A further problem is the artifcial gravity. This is left on throughout combat, but this additional force must have an influence on the manoeuvrability of the ship. Also the possibility that a weapons strike could damage the AG system must be a perpetual worry in combat. It would be simpler, safer, smarter to give the bridge crew seats with restraints rather than run on AG and allow the crew to be thrown around in combat.

Also why would you include the enormous design compromises in having a detachable saucer section, if you care about the loss of life leave the crew's families at home.

Where are the Medics?

For such an enormous ship the medical facilities are appalling. There is a single full-time doctor with a handful of assistants and a ward with less than ten beds. For its thousands of people that is low for a current day settlement, for a ship expecting combat that is almost criminally negligent. Even worse their medical expertise varies between only two states - 'instant cure' or 'no obvious hope'.

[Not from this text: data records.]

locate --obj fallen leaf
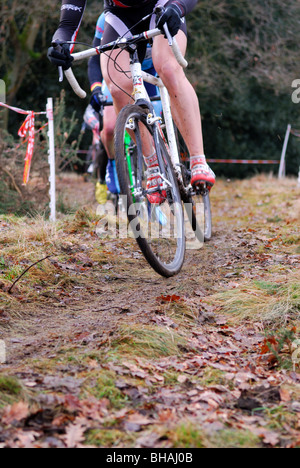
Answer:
[2,401,29,425]
[64,424,86,448]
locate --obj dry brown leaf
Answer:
[63,424,86,448]
[2,401,29,425]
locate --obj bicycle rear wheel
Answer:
[115,105,185,277]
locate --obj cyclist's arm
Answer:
[88,37,103,92]
[88,13,105,92]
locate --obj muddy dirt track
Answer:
[0,177,300,448]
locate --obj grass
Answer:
[111,324,187,359]
[209,270,300,327]
[0,375,24,407]
[82,370,128,409]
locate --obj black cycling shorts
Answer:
[101,0,187,61]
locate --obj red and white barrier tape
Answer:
[0,102,46,185]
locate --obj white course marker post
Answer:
[47,98,56,222]
[278,124,292,179]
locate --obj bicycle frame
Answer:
[65,29,187,186]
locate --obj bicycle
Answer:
[58,13,211,277]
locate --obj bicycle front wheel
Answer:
[115,105,185,277]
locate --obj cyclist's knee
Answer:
[156,60,185,92]
[101,120,115,141]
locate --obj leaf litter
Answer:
[0,176,300,448]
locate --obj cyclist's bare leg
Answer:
[101,106,117,159]
[152,31,204,156]
[101,50,153,157]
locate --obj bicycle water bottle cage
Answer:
[136,99,154,115]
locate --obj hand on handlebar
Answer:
[90,89,106,112]
[157,5,181,37]
[47,42,74,70]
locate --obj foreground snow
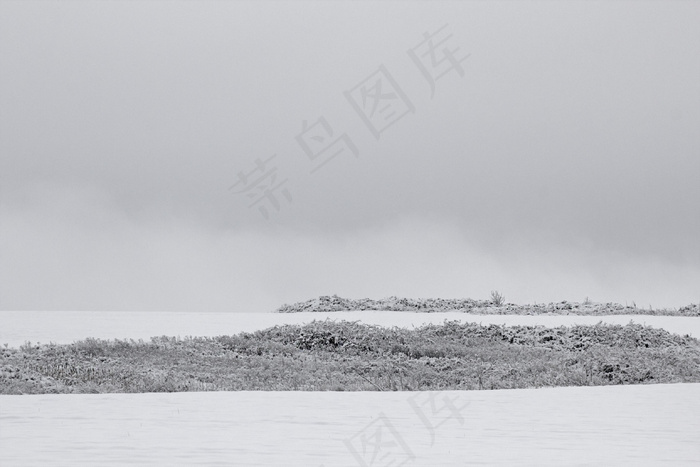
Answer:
[0,384,700,467]
[0,311,700,347]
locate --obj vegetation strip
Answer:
[277,291,700,316]
[0,320,700,394]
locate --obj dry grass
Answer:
[0,321,700,394]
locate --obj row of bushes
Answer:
[0,321,700,394]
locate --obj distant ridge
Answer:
[276,295,700,316]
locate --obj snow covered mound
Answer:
[277,295,700,316]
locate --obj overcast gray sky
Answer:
[0,1,700,311]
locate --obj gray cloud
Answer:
[0,2,700,310]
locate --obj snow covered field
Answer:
[0,384,700,467]
[0,311,700,347]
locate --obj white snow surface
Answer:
[0,384,700,467]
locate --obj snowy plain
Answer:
[0,311,700,467]
[0,384,700,467]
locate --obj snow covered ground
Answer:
[0,311,700,467]
[0,384,700,467]
[0,311,700,347]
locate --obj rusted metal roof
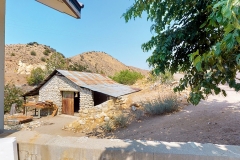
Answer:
[57,70,140,97]
[23,70,140,97]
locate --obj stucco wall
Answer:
[39,76,94,114]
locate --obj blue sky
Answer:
[5,0,152,69]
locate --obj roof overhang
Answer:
[36,0,84,19]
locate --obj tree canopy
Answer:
[123,0,240,105]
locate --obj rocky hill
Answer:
[5,42,148,86]
[70,51,148,76]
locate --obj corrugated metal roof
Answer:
[57,70,140,97]
[23,70,140,97]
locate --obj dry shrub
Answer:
[143,94,179,115]
[113,114,129,128]
[134,109,144,120]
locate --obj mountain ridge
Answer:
[5,42,149,86]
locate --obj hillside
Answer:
[70,51,148,76]
[5,42,148,86]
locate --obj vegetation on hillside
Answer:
[27,67,45,86]
[123,0,240,105]
[4,83,23,112]
[46,52,67,75]
[110,70,144,85]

Some of their cures defy all logic - the afflicted undergo some enormous metamorphosis but are then restored unharmed. Even if you could restore the form you could not restore the content (This is a direct attack on Barclay's Protomorphosis Disease, if you devolved into a monkey then were re-evolved into a human you would be a monkey in a human body. You physical human brain would be there but the content would not, could not reappear).

Computer

What a useless piece of junk! The Enterprise computer does nothing - no major ship processes are automated, it runs and reports no major security processes for itself or the crew. It does nothing but sit mutely until asked direct questions to which it gives very specific responses. People have to query, read the result and then tell everybody - the computer is too selfish to even copy reports between terminals. With the possibility of running a decent security model it just sits there - "Lieutenant Kidnapped is no longer on the ship" it announces to a direct query. What? Why didn't it tell the captain that when he disappeared?

Even worse is the database. The Enterprise chugs around space with a database apparently containing everything - every detail of human efforts past and present, all details of their technology and locations. This would be of immense use to an enemy and it seems that every half-decent alien species can scan and read this database remotely with no particular effort. The Enterprise crew almost never consult it so why carry such a resource - for safety and security the Enterprise should carry the absolute minimum possible.